The Danish Council of Ethics

ソーシャルロボットに関する勧告

デンマーク国家生命倫理委員会

 

 訳:山内 

(20163) 

目次

   ソーシャルロボットと倫理

 かかわり合いの機器としてのソーシャルロボット

介護におけるかかわり合い

見せかけの倫理

学習するロボットが自己決定能力をもつとき

 

デンマーク国家生命倫理委員会のソーシャルロボットに関する勧告

1.介護と治療のためのソーシャルロボットと福祉機具

2.製造物責任とソーシャルロボット

3.ソーシャルロボットが内に心をもつふりをするとき

4.ソーシャルロボット、監視、プライバシー


 

ソーシャルロボットと倫理
Social robots and ethics

ロボット技術は、自動車、携帯電話、冷蔵庫など生産のための、明確に定められた複雑な作業を行うようプログラムされた、産業用ロボットの枠内にもはや納まらなくなっている。

人とかかわり、社会との関係を支援するロボットをこれからは見かけるようになろう。社会的・感性的かかわりのためのロボットがヨーロッパ、アメリカ、日本の研究室で開発されている。これまでの産業用ロボットとは違ったタイプのロボット、すなわち日常の場面で人々と統合できる「ソーシャルロボット[1]」である。
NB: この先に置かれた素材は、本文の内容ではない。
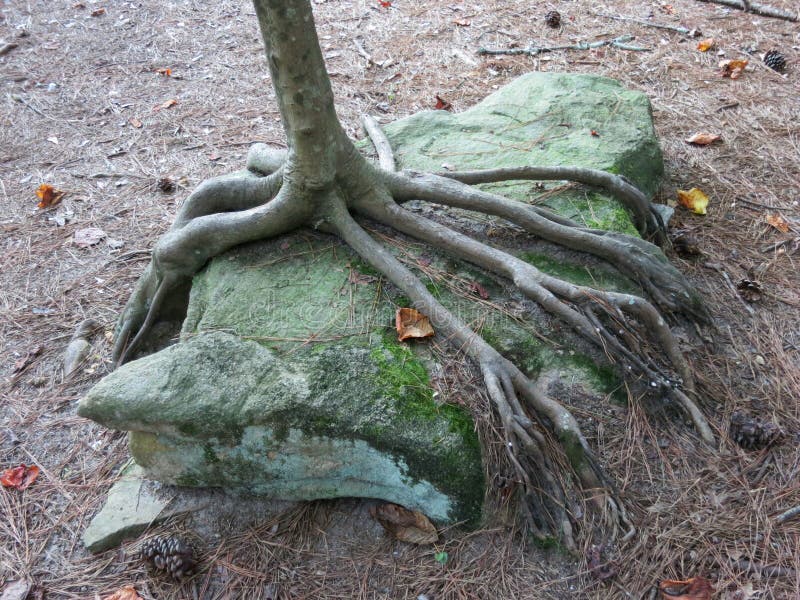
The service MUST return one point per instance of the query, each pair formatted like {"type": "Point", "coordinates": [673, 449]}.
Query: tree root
{"type": "Point", "coordinates": [550, 292]}
{"type": "Point", "coordinates": [524, 444]}
{"type": "Point", "coordinates": [203, 229]}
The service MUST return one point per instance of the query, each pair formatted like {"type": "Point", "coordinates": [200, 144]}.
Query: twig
{"type": "Point", "coordinates": [6, 48]}
{"type": "Point", "coordinates": [682, 30]}
{"type": "Point", "coordinates": [787, 515]}
{"type": "Point", "coordinates": [618, 42]}
{"type": "Point", "coordinates": [762, 10]}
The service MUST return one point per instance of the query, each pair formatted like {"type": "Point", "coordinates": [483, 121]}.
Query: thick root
{"type": "Point", "coordinates": [647, 221]}
{"type": "Point", "coordinates": [571, 303]}
{"type": "Point", "coordinates": [503, 381]}
{"type": "Point", "coordinates": [221, 214]}
{"type": "Point", "coordinates": [633, 257]}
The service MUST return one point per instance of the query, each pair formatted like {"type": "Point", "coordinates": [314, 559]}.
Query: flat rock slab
{"type": "Point", "coordinates": [288, 380]}
{"type": "Point", "coordinates": [546, 119]}
{"type": "Point", "coordinates": [133, 505]}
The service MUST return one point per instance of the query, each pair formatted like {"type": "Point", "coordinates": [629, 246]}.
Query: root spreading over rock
{"type": "Point", "coordinates": [324, 183]}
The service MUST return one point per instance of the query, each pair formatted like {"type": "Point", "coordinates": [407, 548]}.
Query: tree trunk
{"type": "Point", "coordinates": [317, 143]}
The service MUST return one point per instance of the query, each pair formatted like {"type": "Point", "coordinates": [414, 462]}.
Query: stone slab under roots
{"type": "Point", "coordinates": [286, 382]}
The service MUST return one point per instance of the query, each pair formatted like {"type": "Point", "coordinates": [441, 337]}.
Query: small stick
{"type": "Point", "coordinates": [682, 30]}
{"type": "Point", "coordinates": [618, 42]}
{"type": "Point", "coordinates": [789, 514]}
{"type": "Point", "coordinates": [762, 10]}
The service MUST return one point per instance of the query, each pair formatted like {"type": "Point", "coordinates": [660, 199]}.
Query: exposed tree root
{"type": "Point", "coordinates": [273, 197]}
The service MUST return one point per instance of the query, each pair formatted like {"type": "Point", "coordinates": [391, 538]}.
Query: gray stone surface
{"type": "Point", "coordinates": [133, 505]}
{"type": "Point", "coordinates": [288, 380]}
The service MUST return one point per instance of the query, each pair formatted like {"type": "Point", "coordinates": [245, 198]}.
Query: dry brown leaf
{"type": "Point", "coordinates": [168, 104]}
{"type": "Point", "coordinates": [88, 237]}
{"type": "Point", "coordinates": [16, 590]}
{"type": "Point", "coordinates": [405, 525]}
{"type": "Point", "coordinates": [48, 195]}
{"type": "Point", "coordinates": [778, 222]}
{"type": "Point", "coordinates": [695, 200]}
{"type": "Point", "coordinates": [127, 592]}
{"type": "Point", "coordinates": [733, 68]}
{"type": "Point", "coordinates": [24, 362]}
{"type": "Point", "coordinates": [696, 588]}
{"type": "Point", "coordinates": [19, 477]}
{"type": "Point", "coordinates": [410, 323]}
{"type": "Point", "coordinates": [703, 138]}
{"type": "Point", "coordinates": [706, 44]}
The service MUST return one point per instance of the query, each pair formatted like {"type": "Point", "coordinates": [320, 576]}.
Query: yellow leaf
{"type": "Point", "coordinates": [409, 526]}
{"type": "Point", "coordinates": [48, 195]}
{"type": "Point", "coordinates": [706, 44]}
{"type": "Point", "coordinates": [778, 222]}
{"type": "Point", "coordinates": [127, 592]}
{"type": "Point", "coordinates": [733, 68]}
{"type": "Point", "coordinates": [695, 200]}
{"type": "Point", "coordinates": [703, 138]}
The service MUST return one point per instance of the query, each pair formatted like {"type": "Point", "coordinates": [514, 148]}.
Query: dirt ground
{"type": "Point", "coordinates": [84, 108]}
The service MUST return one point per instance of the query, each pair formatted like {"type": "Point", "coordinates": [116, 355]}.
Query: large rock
{"type": "Point", "coordinates": [288, 379]}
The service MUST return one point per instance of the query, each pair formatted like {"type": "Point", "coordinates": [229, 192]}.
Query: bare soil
{"type": "Point", "coordinates": [84, 108]}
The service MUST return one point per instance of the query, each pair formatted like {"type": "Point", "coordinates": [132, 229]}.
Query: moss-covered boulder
{"type": "Point", "coordinates": [288, 379]}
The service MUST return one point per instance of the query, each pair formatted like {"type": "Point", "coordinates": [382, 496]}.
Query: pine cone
{"type": "Point", "coordinates": [775, 60]}
{"type": "Point", "coordinates": [751, 434]}
{"type": "Point", "coordinates": [170, 555]}
{"type": "Point", "coordinates": [553, 19]}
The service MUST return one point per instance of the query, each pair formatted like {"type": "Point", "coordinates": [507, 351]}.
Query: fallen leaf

特に日本では接客ロボットをはじめ、様々な「ソーシャルロボット」が市場に出回っている。このほかにも、家庭で様々な仕事をするロボットを買うこともできる。

デンマークにおいては、ソーシャルロボットをめぐる最近の論議は、2007年にデンマークの介護施設に導入された日本製のアザラ型シロボット「パロ」への関心が特徴的である。パロは対話型の知的ペットとみなすことができる。パロはセンサと人工知能によって、利用者が触れたり話しかけたりしたときに快・不快を鳴き声で表現する。つまり、利用者が愛情を表現することができ、認知症者に対する鎮静効果などの治療効果がある。

ソーシャルロボットの用途としては、現在のところ介護、家事、娯楽、軍用の4分野が想定される。デンマーク人のロボットとの最初の出会いは、介護の場面ではアザラシ型ロボットのパロ、娯楽の場面では話しかけると返事するロボット人形であった。しかし文字通り家事支援用の「召使いロボット」が実用化するのも実際に遠いことではない。日本では、子守ロボットや利用者に物を手渡す単純作業のロボット、すなわち移動に制限のある障害者のために物を持ち上げるロボット[2]を買うことができる。
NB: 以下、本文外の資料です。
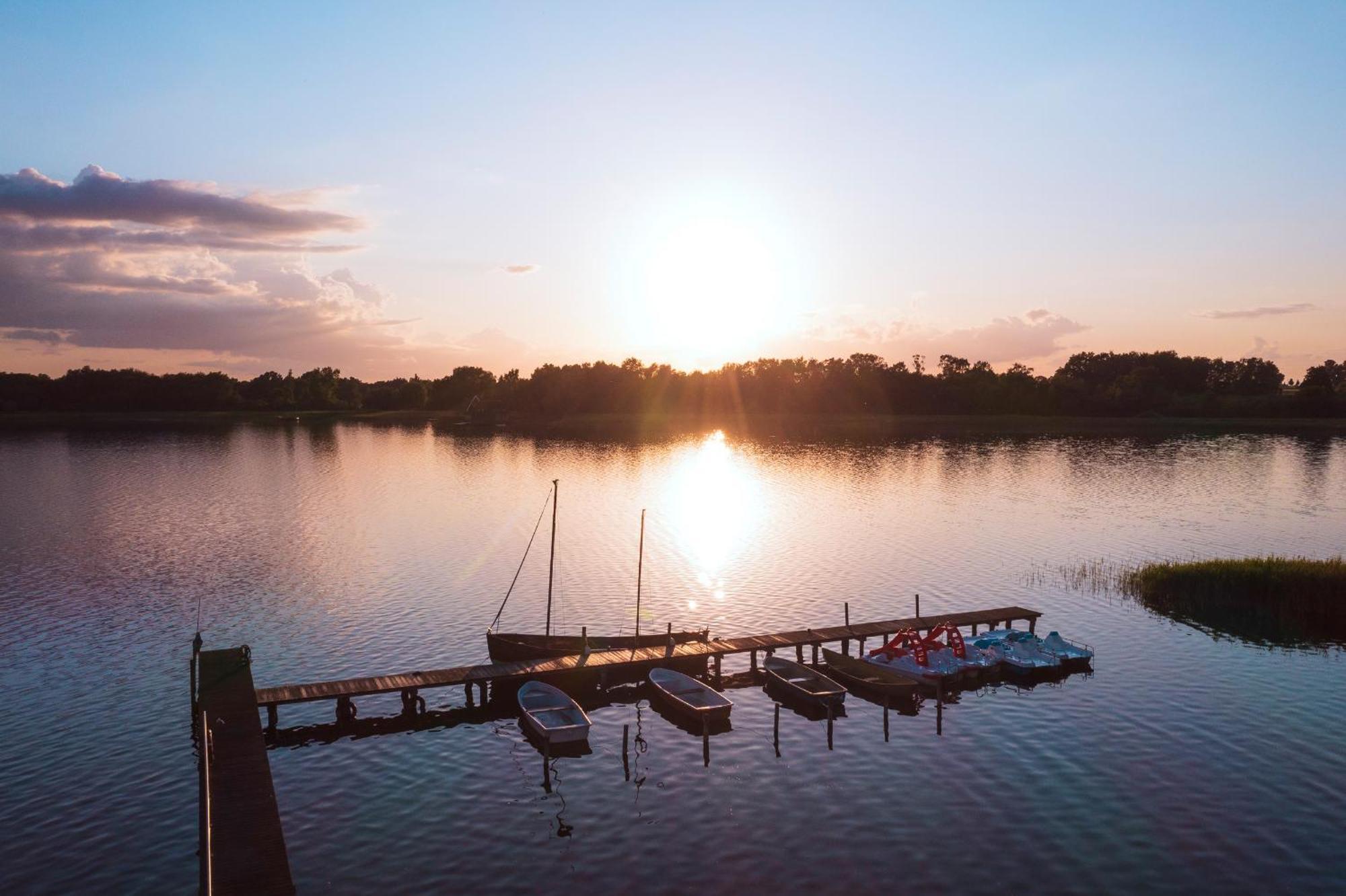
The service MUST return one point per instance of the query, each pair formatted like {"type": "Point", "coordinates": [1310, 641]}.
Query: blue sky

このように、人と機械との間には新たなかかわり合いが既に始まっている。このかかわり合いには、今後の開発の動向がロボットに自立と自律とを装備する人工知能であるかどうかに関係なく、様々な面からの倫理的検討が必要である。

人工知能の研究者には、将来のロボットは、感覚と意思があり人間と殆ど同じように自己意識を持つまで発展すると考えている人も居る。しかしこれは近い将来のことではないというのが大方の見かたであり、その実現のためには数えきれぬほどの科学技術上の課題を解決しなくてはならない。また、それが原理的に不可能であるとの考えもあれば、可能であると信じている研究者もいる。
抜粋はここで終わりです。